В продавленном кресле в углу полутемной комнатенки сидел наш руководитель Леонид Николаевич Рахманов, рафинированный интеллигент, матерый драматург, сценарист и прозаик. Ему было еще далеко до собственной «беспокойной старости». Он был строг и, когда Витька прыскал, нарушая творческую сосредоточенную тишину аудитории, говорил: «Виктор Александрович, прошу вас!». Рахманов называл нас по фамилиям или по имени-отчеству. Об истории мексиканской революции, мне кажется, не подозревал и сам Рахманов, автор революционной пьесы про радостное прозрение русской научной интеллигенции после векового сна уже под дулами матросских наганов.

Валька закончил чтение и начал собирать листки рукописи в папку, стараясь скромно не глядеть в глаза кружку€ молодых сочинителей. Он уже был автором двухтомной эпопеи «Океанский патруль», а у нас было по одному рассказику или вовсе еще не было напечатанных.

— Вот тут у тебя сказано, что на мустанге был повод, — начал обсуждение Витька Голявкин. Он всегда был смелым, ибо имел разряд по боксу и уже чуть не вылетел из Академии художеств за художества как на холсте, так и в жизни. — А где уздечка?

— Не лови блох! — сказала Ричи Достян. Она умудрилась родиться в 1915 году в Варшаве. Ричи писала нежную прозу, была роковой красавицей, знала об этом и прикрывалась требовательной резкостью. — Рассказ мне понравился. Особенно там, где герой, э… Как его звать, Валя, я запамятовала?

— Ты «Кармен» читала или хотя бы слышала? — спросил всегда угрюмый Боб Сергуненков. — Вот оттуда Валька и взял имя герою.

Перед появлением в нашем объединении Сергуненков перегонял стада овец то ли из Монголии в Китай, то ли из Китая в Монголию.
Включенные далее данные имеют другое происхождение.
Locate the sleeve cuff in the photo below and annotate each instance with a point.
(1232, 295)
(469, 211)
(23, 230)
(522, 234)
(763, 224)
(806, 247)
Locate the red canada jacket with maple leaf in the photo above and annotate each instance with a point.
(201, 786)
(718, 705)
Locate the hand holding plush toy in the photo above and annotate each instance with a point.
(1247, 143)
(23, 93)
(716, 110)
— Ромео его зовут, — сказал Глеб Горышин. Они вместе с Бобом появились сравнительно недавно, работали где-то или когда-то в одной районной газете в Сибири или на Алтае и на заседаниях держались рядком.

— Да, Ромео, — сказала Ричи. (В Тбилиси она закончила курс университета по изучению наири-урартской культуры, после чего работала над дешифровкой халдейской клинописи в Грузии и в Армении. Всю войну проучилась в Литературном институте имени М. Горького.) — Вот там, где Ромео оказывается окруженным реакционными индейцами, но не теряет присутствия духа — это просто эпическая сцена. Хотя конец, мне кажется, немного затянут.
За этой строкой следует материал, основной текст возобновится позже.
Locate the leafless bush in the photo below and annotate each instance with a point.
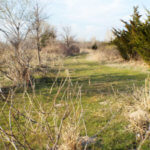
(16, 68)
(70, 51)
(56, 125)
(105, 53)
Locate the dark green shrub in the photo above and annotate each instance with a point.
(125, 39)
(94, 46)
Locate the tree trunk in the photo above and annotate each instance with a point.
(39, 56)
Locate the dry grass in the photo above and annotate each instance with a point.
(138, 113)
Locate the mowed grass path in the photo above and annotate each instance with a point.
(105, 92)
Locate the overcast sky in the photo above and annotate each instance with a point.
(91, 18)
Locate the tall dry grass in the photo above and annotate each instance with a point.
(36, 124)
(138, 114)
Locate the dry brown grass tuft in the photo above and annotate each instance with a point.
(138, 114)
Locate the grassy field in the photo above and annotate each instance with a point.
(105, 92)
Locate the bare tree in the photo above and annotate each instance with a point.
(41, 30)
(67, 36)
(15, 25)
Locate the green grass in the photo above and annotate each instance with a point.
(104, 91)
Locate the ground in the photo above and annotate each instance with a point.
(105, 91)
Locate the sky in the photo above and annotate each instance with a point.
(91, 18)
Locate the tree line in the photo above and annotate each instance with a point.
(133, 41)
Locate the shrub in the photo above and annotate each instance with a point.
(71, 50)
(94, 46)
(125, 39)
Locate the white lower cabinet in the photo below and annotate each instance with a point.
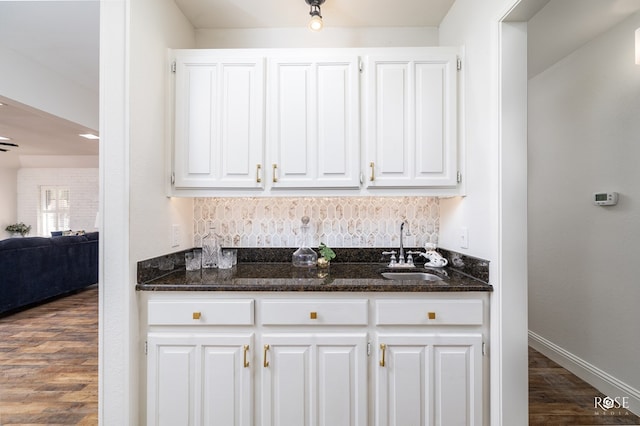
(199, 379)
(428, 379)
(314, 379)
(302, 360)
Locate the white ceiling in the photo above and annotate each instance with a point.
(295, 13)
(63, 36)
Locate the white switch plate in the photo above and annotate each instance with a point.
(175, 235)
(464, 237)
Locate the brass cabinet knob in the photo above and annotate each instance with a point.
(245, 362)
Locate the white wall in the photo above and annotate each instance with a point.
(583, 277)
(155, 27)
(8, 194)
(30, 83)
(83, 188)
(329, 37)
(492, 211)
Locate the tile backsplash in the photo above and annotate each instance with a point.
(335, 221)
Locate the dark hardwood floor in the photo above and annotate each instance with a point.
(49, 373)
(557, 397)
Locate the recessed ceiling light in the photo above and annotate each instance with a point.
(90, 136)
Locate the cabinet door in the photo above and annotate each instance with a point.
(313, 122)
(428, 379)
(199, 379)
(411, 112)
(314, 380)
(219, 121)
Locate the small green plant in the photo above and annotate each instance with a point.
(19, 228)
(326, 252)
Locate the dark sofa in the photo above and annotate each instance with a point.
(35, 269)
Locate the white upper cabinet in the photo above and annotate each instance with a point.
(410, 119)
(219, 121)
(313, 121)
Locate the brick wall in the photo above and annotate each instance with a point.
(83, 184)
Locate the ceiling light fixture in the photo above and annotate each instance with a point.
(315, 24)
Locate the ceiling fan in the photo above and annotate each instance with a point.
(7, 144)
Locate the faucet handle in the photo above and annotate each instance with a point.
(393, 260)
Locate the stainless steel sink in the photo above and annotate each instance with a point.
(416, 276)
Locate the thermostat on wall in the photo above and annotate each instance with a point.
(605, 198)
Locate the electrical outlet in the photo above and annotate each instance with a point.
(175, 235)
(464, 237)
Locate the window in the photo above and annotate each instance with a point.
(54, 206)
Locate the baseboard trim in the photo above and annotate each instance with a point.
(599, 379)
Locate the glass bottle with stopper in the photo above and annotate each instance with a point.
(210, 249)
(304, 256)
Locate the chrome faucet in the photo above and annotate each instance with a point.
(401, 254)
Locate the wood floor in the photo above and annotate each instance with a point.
(49, 363)
(557, 397)
(49, 373)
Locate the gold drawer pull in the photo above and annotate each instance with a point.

— Дерьмо собачье! — сказал Витька Курочкин. Он имел право на такую прямоту, ибо дружил с Валькой нежно и печально.

— Виктор Александрович, прошу вас! — строго сказал Леонид Николаевич, перекладывая ногу на ногу в предвкушении интересного разбора нового произведения, нового и для него тоже. Домой наши рукописи он обычно не брал. Первый удар принимала на себя редактор-организатор объединения Маргарита Степановна Довлатова.

— А продолжение есть? — спросил я. — И вообще перечитай еще разок финал. Я не совсем врубился.

— Конечно, — сказал Валя. — А финал — пожалуйста! Продолжение тоже есть. Второй и третий том. Читаю финал.

«Бой шел к концу. Регулярные войска самозваного диктатора окружили горстку героических повстанцев. Раскаленное ядро ударило в бок мустанга Диего, задев шпору ковбоя. Тягостно запахло жареным мясом. Так пахнет на камбузе эскадренного миноносца, когда он идет в торпедную атаку противолодочным зигзагом под гордо развевающимся Андреевским флагом. Ядро пробило мустанга насквозь. Это была точка.

Никто из повстанцев не сдался.

Они сами предпочли смерть позору».

Аудитория терла лбы и чесала затылки, собираясь с мыслями. Юнга с Соловецких островов хранил ледяное спокойствие.

Литературная мама Пикуля — Маргарита Степановна Довлатова — протянула Вальке новую «беломорину». Одновременно она была и повивальной бабкой «Океанского патруля», нормально переписав за автора около тысячи страниц. Но это не значит, что Маро была добренькой:

— Валя, а вы сами бывали в Мексике? — спросила она, разряжая паузу и отлично зная, что кроме Баренцева моря и Обводного канала автор нигде не был.

— А зачем? — в один затяг спаливая до мундштука папиросу, поинтересовался Валька. — Повару, чтобы сварить суп, не обязательно в нем побывать.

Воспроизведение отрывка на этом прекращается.